We either can work in a context where we inherently assume everyone/everything is trusted to behave (which can be a mistake) or we work as if we always assume no-one/no-thing can be trusted to behave as we would wish. Each time access is needed a user must repeat the steps to establish trust. Halfway scenarios, where some users are trusted and some are not, are increasingly problematical because of the complex interplay of the objectives/policies of multiple data producers with those of data consumers. It becomes easier to establish new trust each time we need to do so.

Consider the analogy of flying. You need a passport/id and a boarding pass to get through the airport and board a specific flight. Just because you did it once, doesn’t make you trusted the next time. It also doesn’t let you access all areas of the airport nor embark on any flight you like. (I wish!).

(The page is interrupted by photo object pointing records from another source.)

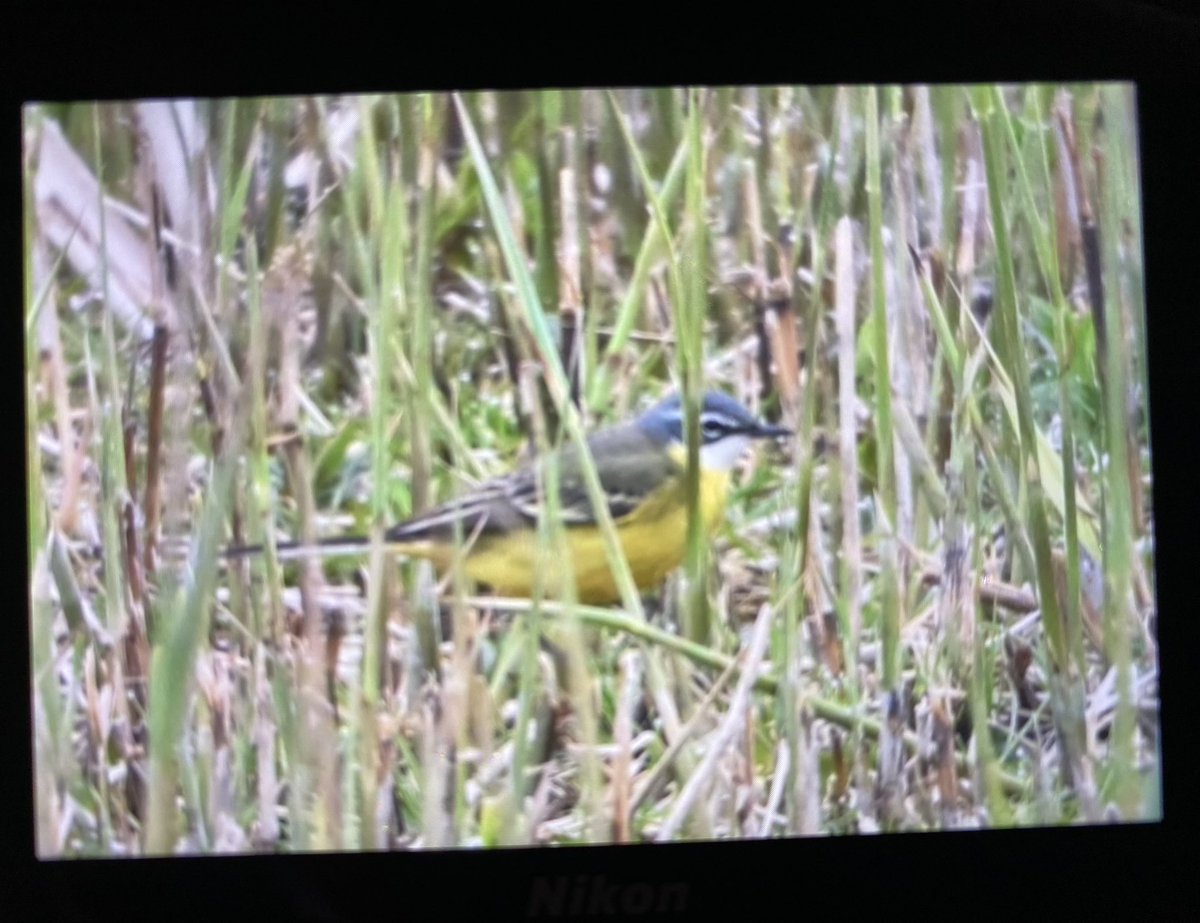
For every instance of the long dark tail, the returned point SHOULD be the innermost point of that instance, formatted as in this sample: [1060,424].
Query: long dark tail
[336,546]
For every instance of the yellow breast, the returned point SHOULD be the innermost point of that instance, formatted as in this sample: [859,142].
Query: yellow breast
[654,538]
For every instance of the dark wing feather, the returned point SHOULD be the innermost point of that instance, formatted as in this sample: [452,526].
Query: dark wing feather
[630,466]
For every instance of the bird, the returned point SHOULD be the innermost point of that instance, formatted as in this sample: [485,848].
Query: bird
[641,463]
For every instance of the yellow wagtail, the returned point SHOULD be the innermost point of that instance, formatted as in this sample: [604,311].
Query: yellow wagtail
[641,465]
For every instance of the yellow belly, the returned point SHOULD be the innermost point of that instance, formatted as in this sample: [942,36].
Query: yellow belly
[654,538]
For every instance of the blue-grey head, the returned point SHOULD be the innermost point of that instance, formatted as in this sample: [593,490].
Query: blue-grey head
[726,427]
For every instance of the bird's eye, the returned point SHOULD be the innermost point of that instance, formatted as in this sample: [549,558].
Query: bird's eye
[712,429]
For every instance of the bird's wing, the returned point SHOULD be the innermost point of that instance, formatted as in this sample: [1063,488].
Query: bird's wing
[629,465]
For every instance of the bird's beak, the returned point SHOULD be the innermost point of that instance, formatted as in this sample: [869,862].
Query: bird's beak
[768,431]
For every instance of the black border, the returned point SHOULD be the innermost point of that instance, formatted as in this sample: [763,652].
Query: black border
[100,52]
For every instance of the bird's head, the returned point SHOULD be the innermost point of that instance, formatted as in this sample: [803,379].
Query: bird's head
[726,429]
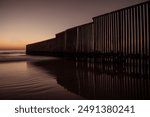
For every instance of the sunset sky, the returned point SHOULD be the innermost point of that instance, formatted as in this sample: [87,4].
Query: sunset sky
[28,21]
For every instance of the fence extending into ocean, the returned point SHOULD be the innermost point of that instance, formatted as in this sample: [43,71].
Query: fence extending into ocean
[122,33]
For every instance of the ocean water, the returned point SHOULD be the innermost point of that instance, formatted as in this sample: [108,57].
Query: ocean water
[37,77]
[20,79]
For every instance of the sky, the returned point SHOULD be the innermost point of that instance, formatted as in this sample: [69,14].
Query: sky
[27,21]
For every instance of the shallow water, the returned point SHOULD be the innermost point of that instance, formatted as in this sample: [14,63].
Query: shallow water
[36,77]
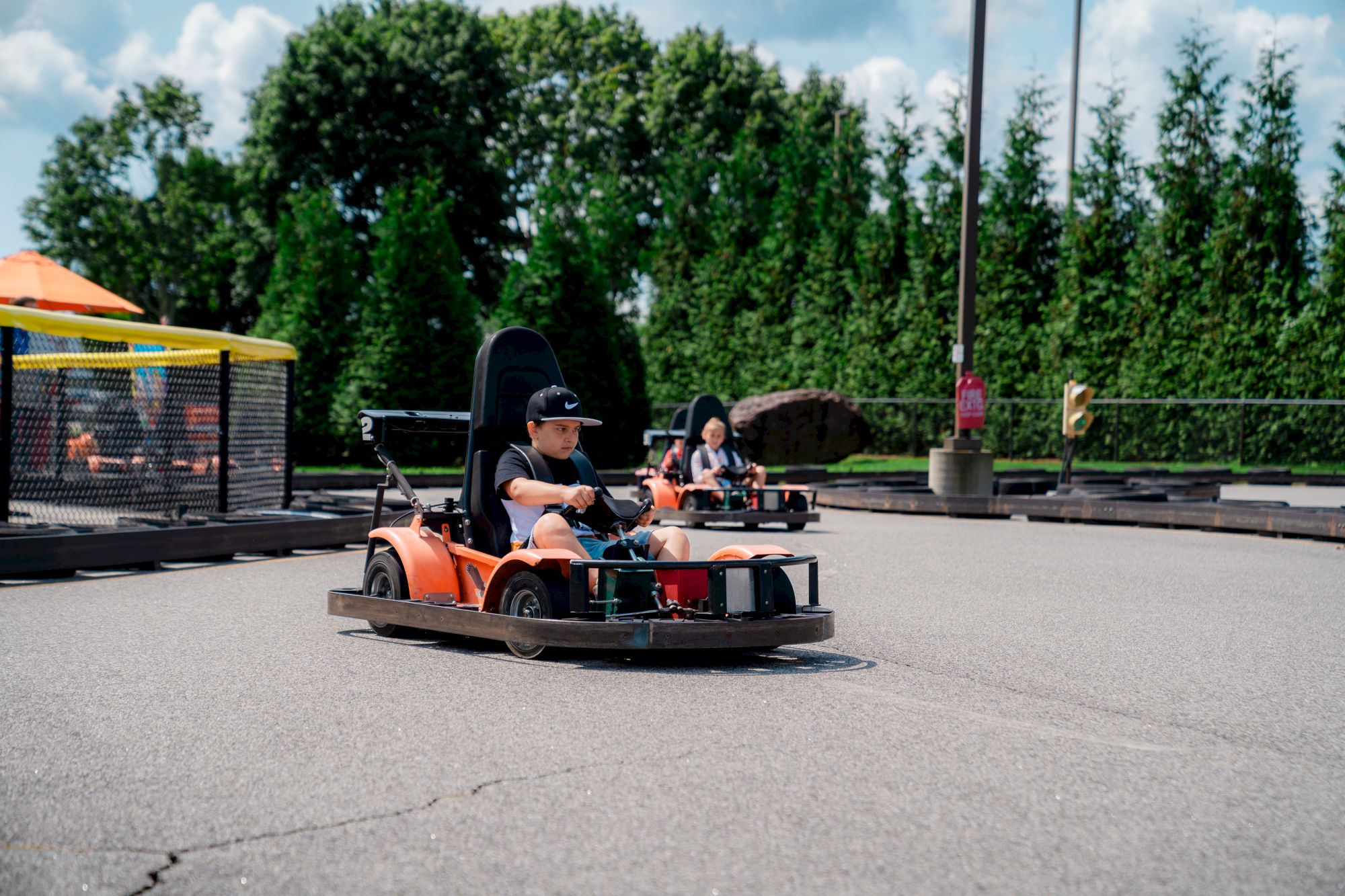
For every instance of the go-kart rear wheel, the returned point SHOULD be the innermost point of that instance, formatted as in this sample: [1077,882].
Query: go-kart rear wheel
[532,595]
[385,577]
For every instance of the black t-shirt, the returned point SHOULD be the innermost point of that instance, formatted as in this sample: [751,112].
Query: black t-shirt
[523,517]
[514,466]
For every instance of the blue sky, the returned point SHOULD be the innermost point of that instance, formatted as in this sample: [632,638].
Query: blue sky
[65,58]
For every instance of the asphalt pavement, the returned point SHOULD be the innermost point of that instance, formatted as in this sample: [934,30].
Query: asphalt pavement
[1007,706]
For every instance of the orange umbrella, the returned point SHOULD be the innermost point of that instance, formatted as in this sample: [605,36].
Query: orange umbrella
[56,288]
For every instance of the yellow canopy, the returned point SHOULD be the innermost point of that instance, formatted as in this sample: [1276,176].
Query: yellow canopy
[126,331]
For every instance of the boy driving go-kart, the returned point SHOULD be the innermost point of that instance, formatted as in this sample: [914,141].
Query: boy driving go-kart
[555,419]
[504,563]
[719,464]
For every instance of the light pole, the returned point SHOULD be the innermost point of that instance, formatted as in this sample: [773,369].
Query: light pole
[961,467]
[1074,110]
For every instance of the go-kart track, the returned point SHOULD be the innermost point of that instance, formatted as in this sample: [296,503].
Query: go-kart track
[1005,706]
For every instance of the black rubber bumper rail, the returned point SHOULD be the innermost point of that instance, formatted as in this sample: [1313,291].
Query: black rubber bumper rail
[131,548]
[1327,524]
[805,627]
[736,516]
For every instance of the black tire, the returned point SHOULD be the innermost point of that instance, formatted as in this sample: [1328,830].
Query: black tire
[385,577]
[783,592]
[532,595]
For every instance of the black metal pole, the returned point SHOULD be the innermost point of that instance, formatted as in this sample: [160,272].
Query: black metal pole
[6,417]
[225,377]
[1074,110]
[1242,430]
[972,200]
[290,435]
[1116,436]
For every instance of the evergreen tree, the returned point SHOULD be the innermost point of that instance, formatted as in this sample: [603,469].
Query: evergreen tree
[1258,264]
[715,118]
[1019,251]
[1090,327]
[580,84]
[1334,213]
[1324,326]
[563,294]
[808,259]
[313,300]
[372,96]
[171,252]
[927,314]
[418,329]
[875,327]
[1169,282]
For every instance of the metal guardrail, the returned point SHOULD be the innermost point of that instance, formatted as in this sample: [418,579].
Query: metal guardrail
[1024,428]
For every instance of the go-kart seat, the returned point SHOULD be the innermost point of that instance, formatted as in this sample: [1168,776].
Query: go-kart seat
[510,366]
[699,413]
[490,521]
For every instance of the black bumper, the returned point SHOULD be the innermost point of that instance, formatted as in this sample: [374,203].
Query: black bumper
[809,626]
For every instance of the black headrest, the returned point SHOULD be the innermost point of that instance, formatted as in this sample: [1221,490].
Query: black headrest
[699,413]
[510,366]
[490,520]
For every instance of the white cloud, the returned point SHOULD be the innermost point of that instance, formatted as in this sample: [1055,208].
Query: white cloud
[1135,41]
[36,71]
[42,81]
[942,87]
[219,58]
[878,83]
[954,18]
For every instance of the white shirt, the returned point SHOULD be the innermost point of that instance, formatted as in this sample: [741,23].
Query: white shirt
[719,458]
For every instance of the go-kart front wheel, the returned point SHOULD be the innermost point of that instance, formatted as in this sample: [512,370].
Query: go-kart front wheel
[532,595]
[385,577]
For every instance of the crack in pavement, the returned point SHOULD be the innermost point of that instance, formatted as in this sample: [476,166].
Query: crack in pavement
[1234,740]
[176,856]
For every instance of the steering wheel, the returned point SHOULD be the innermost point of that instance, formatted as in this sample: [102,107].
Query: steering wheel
[606,513]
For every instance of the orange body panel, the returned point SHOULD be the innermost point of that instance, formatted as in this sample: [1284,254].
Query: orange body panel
[664,493]
[430,565]
[527,559]
[750,552]
[482,563]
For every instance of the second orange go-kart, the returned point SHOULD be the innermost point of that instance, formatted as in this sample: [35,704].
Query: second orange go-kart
[454,568]
[679,498]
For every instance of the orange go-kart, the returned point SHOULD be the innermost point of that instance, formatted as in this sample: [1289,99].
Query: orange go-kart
[677,498]
[454,568]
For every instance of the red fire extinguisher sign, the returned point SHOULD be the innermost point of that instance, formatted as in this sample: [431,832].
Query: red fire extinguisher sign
[972,403]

This ‘zero-trust’ model is becoming the norm in information systems because it’s easier to manage; especially in distributed/decentralized systems when multiple control points and control needs exist (again, think of airports and aeroplanes). With a common general-purpose mechanisms (passport/id and boarding pass) multiple variations of rules/policies can be enforced in different places and according to different needs. A model based on inherent trust only works for a few privileged users and can’t scale well (think VIP/private jets).

A zero-trust model sits well with the remarks of @apodemus requiring:

My question is: What would our boarding pass look like? How can we be inspired by passenger name, destination, flight number, gate, and seat number?

Thinking of the airport analogy further, we can in fact see a clear distinction between passengers (users of the airport) with their boarding passes, and airport staff with their airport id badges and a different set of access rules. Do we also need two kinds of control?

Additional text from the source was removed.